The day came at last, the last day of their stay at Ems. In the morning they were to leave. Jerome strolled into their sitting-room in the evening, and found Avice there.
‘Gott sei dank!’ he remarked. ‘All the dismissals are over.’
He had been discharging his sister’s maid and his father’s valet. For the future Avice was to learn to mend and perhaps make her own clothes, dress her own hair, and otherwise become a useful and practical member of society.
‘Then they are gone, Jerome?’
‘Yes, they are gone.’
‘Toinette came in floods of tears to say adieu. “Ah, mademoiselle!” she exclaimed, “when I reflect upon your hair, and your desolation, without me, I am près à mourir.”’
‘She will soon console herself. She was flirting atrociously with the porter when I went downstairs.’
‘And, Jerome, it has suddenly occurred to me to ask you, at what hour do we start in the morning, and by what route do we travel to England?’
There was a pause, as she looked at him, and saw that her brother’s eyes were fixed upon a book upon the table, and that there was an expression in his face which she did not quite understand. At last he raised his eyes, and said, with, as she thought, some little constraint:
‘We must take the “cheapest and best” route from the Continent, I suppose: Cologne, Rotterdam, and Harwich. I am sorry for you, my child, but——’
‘Oh, sorry, nonsense! I am not made of white sugar, Jerome. Then, at what time must we leave? Shall I have to get up very early?’
‘No earlier than usual, for I propose breaking the journey, and staying all night at Elberthal.’
‘At Elberthal? Why there? It is not a pretty town, and Cologne is far more interesting, though I am tired of it.’
‘I know Elberthal is not pretty. But there is some one there whom I wish to see before I go to England.’

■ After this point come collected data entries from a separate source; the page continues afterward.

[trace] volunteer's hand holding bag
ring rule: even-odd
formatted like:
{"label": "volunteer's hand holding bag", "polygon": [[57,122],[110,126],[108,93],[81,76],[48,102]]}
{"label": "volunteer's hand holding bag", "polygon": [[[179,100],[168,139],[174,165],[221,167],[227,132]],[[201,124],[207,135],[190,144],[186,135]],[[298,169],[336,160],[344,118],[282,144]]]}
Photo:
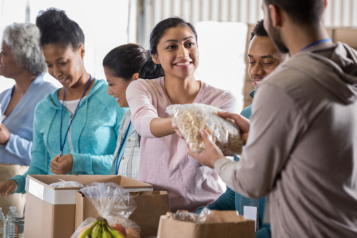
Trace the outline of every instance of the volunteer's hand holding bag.
{"label": "volunteer's hand holding bag", "polygon": [[140,227],[128,219],[136,204],[127,190],[114,183],[91,183],[80,191],[100,217],[86,219],[71,238],[140,238]]}
{"label": "volunteer's hand holding bag", "polygon": [[199,103],[175,104],[168,106],[166,112],[173,118],[180,134],[186,140],[192,152],[205,149],[204,140],[200,134],[205,129],[211,140],[225,156],[241,154],[243,141],[234,122],[217,115],[221,109]]}

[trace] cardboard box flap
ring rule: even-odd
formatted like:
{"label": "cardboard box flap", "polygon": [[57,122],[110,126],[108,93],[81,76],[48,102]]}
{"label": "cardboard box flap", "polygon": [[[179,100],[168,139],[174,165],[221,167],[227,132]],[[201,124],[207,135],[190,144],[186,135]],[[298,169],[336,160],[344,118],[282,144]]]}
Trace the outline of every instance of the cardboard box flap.
{"label": "cardboard box flap", "polygon": [[53,188],[50,186],[50,184],[57,183],[60,179],[63,179],[64,181],[81,183],[83,186],[94,182],[113,182],[126,188],[151,188],[151,190],[148,191],[152,191],[152,185],[150,184],[118,175],[27,175],[27,177],[53,190],[78,190],[78,188]]}
{"label": "cardboard box flap", "polygon": [[124,187],[128,192],[152,191],[150,184],[120,175],[28,175],[26,191],[50,204],[76,204],[77,188],[54,188],[50,184],[64,181],[75,181],[87,186],[93,182],[113,182]]}

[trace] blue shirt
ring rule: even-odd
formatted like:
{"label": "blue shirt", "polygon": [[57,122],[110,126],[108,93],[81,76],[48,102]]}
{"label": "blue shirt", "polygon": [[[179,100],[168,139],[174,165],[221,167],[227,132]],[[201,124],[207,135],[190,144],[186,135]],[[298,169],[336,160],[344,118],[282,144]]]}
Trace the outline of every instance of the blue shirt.
{"label": "blue shirt", "polygon": [[[55,90],[56,87],[52,83],[43,80],[43,75],[39,75],[31,83],[25,95],[3,122],[11,135],[6,147],[0,145],[0,163],[30,165],[35,108],[46,94]],[[12,88],[0,94],[2,115],[9,105],[11,91]]]}
{"label": "blue shirt", "polygon": [[125,138],[124,138],[124,141],[123,141],[123,144],[122,146],[120,147],[120,150],[119,150],[119,153],[118,153],[118,159],[117,160],[117,164],[116,164],[116,173],[115,174],[118,174],[118,171],[119,171],[119,166],[120,166],[120,162],[123,158],[123,155],[124,155],[124,151],[125,151],[125,147],[126,147],[126,142],[128,141],[129,139],[129,136],[130,136],[130,133],[134,130],[134,125],[133,123],[130,122],[129,124],[129,128],[128,130],[126,131],[126,134],[125,134]]}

‘Oh, is it anyone I know?’
‘I think you have seen her once or twice. It is Miss Sara Ford.’
‘Miss Ford!’ repeated Avice, not at the first moment comprehending. ‘That beautiful Miss Ford who was with the Countess of Trockenau so often? Is she a friend——’

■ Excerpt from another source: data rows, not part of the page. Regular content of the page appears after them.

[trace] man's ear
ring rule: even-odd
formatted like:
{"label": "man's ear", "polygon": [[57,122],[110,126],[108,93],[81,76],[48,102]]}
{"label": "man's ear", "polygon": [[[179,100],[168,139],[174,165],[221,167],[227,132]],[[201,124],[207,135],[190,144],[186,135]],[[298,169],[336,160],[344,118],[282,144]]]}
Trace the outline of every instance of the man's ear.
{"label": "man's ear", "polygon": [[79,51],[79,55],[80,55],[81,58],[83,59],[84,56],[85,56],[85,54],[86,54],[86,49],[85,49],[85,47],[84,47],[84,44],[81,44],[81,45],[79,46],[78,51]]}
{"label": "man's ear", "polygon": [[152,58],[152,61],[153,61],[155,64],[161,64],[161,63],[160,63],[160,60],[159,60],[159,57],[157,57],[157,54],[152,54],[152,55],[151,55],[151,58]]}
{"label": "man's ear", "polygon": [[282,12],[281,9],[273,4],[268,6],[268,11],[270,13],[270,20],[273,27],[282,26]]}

Then, as she still continued looking at Jerome, she understood in a moment, and stopped abruptly. This was a new phase of life, a fresh complication in her circumstances, towards which her thoughts had never before turned for a moment. For a few moments she sat quite still, saying nothing, pondering upon it; then, rising quickly, she went to Jerome, and put her arm round his neck.

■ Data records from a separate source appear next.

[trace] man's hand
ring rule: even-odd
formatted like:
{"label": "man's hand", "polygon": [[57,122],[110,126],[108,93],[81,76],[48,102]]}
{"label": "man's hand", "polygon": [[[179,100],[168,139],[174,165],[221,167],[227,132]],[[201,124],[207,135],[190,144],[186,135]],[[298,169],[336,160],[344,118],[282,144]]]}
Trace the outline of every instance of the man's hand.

‘Oh, Jerome,’ she murmured, in a half-tearful voice, ‘how much you must have had to suffer! I never knew till now what “ruin” and having no money might mean.’
He returned her kiss, saying gently, ‘Never mind, Liebchen! Things may turn out well in the end. And meantime, before we face Manchester and ruin, there is Elberthal to be passed.’
The following day they departed by the afternoon boat from Ober-Lahnstein for Cologne, thence to take the train to Elberthal. It was a gorgeous afternoon, at the very end of July. The sun was hot, the river was smooth, the scenery was glowing, the boat was full of gay parties of travellers of all nations, when Wellfield and his sister went upon it. A little after six they arrived at Elberthal, and went to an hotel.